The tech industry is fundamentally unserious about how it recruits, hires, and
retains candidates. About which I have a lot more to say than could fit in a
tweet, but, a good thing to know.

If you are attempting to hire for an engineering position, greater than 50% of
people who apply for the job and whose resume you select as "facially
plausible" will be entirely unable to program, at all. The search term for
learning more about this is FizzBuzz.

Software companies in B2B which aspire to growing quickly will eventually
spend more on sales and marketing than they do on engineering. You can read
S-1s of successful IPOs and calculate the ratio; it is sometimes 2X++.

The chief products of the tech industry are (in B2C) developing new habits
among consumers and (in B2B) taking a business process which exists in many
places and markedly decreasing the total cost of people required to implement
it.

There is no hidden reserve of smart people who know what they're doing,
anywhere. Not in government, not in science, not in tech, not at
AppAmaGooBookSoft, nowhere. The world exists in the same glorious imperfection
that it presents with.

Significant advances shipped by the tech industry in the last 20 years include
putting the majority of human knowledge in the hands of 40%++ of the world's
population, available on-demand, for "coffee money" not "university money."

Weak-form efficients market hypothesis is a good heuristic for evaluating the
public markets but a really, really bad heuristic for evaluating either
technical or economic facts about tech companies, startups, your career, etc
etc. Optimizations are possible; fruit hangs low.

Startups are (by necessity) filled with generalists; big companies are filled
with specialists. People underestimate how effective a generalist can be at
things which are done by specialists. People underestimate how deep
specialties can run. These are simultaneously true.

Most open source software is written by programmers who are full-time employed
by companies which directly consume the software, at the explicit or implicit
blessing of their employers. It is not charity work, any more than they
charitably file taxes.

The amount of money flowing through capitalism would astound you. The number
and variety of firms participating in the economy would astound you.

We don't see most of it every day for the same reason abstractions protect us
from having to care about metallurgy while programming.

CS programs have, in the main, not decided that the primary path to becoming a
programmer should involve doing material actual programming. There are some
exceptions: Waterloo, for example. This is the point where I joke "That's an
exhaustive list" but not sure that a joke.

Technical literacy in the broader population can be approximated with the
Thanksgiving test: what sort of questions do you get at Thanksgiving? That's
the ambient level of literacy.

Serious people in positions of power eat Thanksgiving dinners, too. Guess what
they ask at them.

Salaries in the tech industry are up _a lot_ in the last few years, caused by:
a tight labor market, collapse of a cartel organized against the interests of
workers, increasing returns to scale at AppAmaGooBookSoft, and the like.

Investor money _does not_ pay most salaries.

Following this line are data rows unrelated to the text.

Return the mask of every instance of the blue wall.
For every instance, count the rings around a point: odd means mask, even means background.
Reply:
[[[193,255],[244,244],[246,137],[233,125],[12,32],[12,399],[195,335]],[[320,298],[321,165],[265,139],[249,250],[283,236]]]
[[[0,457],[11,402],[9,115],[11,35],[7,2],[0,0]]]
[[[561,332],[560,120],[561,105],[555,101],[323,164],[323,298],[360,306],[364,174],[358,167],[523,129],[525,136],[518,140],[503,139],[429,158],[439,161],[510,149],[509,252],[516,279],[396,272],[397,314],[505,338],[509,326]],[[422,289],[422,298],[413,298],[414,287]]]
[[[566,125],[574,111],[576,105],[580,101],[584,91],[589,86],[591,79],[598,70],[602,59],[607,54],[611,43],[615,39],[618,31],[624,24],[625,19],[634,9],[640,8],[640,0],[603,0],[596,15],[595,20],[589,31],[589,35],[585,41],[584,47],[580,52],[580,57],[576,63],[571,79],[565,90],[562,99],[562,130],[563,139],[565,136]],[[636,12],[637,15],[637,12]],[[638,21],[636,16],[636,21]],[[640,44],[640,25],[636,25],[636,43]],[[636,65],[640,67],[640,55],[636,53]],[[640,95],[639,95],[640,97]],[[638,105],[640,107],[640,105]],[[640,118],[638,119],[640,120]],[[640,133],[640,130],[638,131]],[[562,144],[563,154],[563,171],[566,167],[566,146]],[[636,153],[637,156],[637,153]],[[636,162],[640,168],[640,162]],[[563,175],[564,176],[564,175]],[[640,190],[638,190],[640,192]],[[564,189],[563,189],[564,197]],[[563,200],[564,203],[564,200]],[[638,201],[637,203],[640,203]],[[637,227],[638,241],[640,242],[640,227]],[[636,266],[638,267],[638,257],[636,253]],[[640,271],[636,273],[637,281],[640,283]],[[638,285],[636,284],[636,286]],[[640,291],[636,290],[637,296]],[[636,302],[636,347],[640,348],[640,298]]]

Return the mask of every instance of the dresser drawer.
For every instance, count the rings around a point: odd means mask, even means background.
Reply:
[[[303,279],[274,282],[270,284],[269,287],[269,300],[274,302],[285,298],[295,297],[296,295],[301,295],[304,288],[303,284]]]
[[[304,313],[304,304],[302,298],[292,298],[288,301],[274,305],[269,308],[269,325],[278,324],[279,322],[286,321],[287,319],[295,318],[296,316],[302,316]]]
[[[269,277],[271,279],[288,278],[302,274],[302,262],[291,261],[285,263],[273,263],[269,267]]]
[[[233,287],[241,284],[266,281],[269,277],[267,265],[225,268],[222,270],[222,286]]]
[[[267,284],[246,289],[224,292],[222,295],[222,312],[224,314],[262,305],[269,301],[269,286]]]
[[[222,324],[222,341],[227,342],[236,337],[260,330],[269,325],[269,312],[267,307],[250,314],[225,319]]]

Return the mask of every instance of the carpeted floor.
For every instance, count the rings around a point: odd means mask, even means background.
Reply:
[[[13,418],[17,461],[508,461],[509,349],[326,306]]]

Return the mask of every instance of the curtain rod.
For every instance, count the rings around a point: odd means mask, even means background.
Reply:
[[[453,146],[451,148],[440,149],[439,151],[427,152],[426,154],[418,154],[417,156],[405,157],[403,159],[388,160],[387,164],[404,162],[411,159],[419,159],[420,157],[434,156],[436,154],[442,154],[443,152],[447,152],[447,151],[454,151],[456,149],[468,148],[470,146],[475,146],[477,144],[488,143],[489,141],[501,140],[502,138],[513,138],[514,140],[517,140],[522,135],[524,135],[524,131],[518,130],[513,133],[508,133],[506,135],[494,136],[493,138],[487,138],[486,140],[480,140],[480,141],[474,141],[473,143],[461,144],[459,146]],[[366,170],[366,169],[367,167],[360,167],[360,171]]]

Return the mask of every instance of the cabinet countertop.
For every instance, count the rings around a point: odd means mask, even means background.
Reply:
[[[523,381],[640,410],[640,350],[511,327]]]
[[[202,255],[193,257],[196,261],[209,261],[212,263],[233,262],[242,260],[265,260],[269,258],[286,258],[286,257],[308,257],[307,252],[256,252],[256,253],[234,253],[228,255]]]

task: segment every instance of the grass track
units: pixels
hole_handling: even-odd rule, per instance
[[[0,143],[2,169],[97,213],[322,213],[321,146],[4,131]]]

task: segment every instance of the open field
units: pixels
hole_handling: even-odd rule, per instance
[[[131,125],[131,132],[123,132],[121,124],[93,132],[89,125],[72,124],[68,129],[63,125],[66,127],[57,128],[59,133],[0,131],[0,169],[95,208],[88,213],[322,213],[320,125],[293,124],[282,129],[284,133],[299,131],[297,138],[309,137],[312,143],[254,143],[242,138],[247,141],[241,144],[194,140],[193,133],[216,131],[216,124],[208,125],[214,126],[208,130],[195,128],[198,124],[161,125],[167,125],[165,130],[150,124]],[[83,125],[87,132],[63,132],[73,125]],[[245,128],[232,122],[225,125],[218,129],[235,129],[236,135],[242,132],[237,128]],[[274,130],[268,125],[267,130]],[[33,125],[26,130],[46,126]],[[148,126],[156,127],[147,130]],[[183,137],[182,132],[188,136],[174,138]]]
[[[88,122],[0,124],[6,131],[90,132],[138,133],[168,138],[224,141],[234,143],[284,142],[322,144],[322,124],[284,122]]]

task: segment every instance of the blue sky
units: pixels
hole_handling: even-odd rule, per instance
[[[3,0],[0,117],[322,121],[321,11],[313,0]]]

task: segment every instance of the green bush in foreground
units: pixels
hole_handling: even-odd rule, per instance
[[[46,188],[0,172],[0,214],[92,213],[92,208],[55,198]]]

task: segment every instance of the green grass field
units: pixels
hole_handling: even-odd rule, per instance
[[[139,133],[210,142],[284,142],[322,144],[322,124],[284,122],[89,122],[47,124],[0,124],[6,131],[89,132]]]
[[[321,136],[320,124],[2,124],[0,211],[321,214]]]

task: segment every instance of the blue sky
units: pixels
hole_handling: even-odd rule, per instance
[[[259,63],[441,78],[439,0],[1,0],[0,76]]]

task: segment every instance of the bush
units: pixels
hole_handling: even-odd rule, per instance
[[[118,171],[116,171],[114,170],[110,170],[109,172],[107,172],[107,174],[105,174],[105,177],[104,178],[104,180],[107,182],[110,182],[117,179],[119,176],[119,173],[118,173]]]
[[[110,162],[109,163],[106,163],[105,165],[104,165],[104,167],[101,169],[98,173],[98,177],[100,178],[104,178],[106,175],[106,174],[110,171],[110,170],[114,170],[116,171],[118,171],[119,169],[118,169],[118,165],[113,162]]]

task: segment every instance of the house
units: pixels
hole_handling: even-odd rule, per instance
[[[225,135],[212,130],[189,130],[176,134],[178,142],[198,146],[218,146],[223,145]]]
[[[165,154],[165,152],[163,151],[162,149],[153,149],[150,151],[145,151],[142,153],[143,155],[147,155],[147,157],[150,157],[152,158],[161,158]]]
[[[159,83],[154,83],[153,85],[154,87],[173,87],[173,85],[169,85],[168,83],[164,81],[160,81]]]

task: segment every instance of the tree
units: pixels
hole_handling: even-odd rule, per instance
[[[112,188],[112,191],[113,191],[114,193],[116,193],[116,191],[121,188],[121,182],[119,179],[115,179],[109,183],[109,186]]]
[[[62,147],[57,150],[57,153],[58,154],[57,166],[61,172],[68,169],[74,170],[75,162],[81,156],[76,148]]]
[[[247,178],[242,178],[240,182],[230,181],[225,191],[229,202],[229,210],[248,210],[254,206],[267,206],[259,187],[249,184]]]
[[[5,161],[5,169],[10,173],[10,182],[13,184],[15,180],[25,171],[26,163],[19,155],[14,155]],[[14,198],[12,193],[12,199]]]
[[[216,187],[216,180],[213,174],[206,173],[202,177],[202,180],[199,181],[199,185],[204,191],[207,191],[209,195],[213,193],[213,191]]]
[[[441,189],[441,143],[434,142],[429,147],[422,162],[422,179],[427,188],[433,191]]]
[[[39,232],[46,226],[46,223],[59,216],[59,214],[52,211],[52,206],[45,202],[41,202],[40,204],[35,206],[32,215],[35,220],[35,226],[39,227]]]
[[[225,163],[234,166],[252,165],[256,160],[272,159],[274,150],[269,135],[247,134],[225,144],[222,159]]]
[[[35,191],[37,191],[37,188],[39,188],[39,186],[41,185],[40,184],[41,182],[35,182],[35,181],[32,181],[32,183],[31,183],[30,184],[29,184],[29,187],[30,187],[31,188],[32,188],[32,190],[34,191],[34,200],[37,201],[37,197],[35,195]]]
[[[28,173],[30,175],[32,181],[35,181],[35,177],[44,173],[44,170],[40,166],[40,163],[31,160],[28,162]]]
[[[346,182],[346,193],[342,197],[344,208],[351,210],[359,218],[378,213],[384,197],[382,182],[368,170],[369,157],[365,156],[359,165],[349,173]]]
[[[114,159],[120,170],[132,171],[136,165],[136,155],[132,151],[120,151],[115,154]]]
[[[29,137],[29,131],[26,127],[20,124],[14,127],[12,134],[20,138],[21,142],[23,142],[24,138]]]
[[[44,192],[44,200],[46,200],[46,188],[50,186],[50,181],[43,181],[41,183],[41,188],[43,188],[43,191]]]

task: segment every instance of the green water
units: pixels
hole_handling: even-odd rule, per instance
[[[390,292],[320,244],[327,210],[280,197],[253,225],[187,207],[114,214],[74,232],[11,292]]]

This concludes, for the moment, an off-the-cuff list of things which would
otherwise be too obvious to bring up in conversation.

Meta thought: you radically underestimate both a) how much you know that other
people do not and b) the instrumental benefits to you of publishing it.

------
klank
I don't even know how to gauge whether something is obvious or not. What
qualities does an "obvious idea" have?

------
ummonk
There are hundreds of “obvious” insights. Which ones are most important and
should be prioritized isn’t so obvious.

------
rsrsrs86
Oxymoronic headline. Probably not worth reading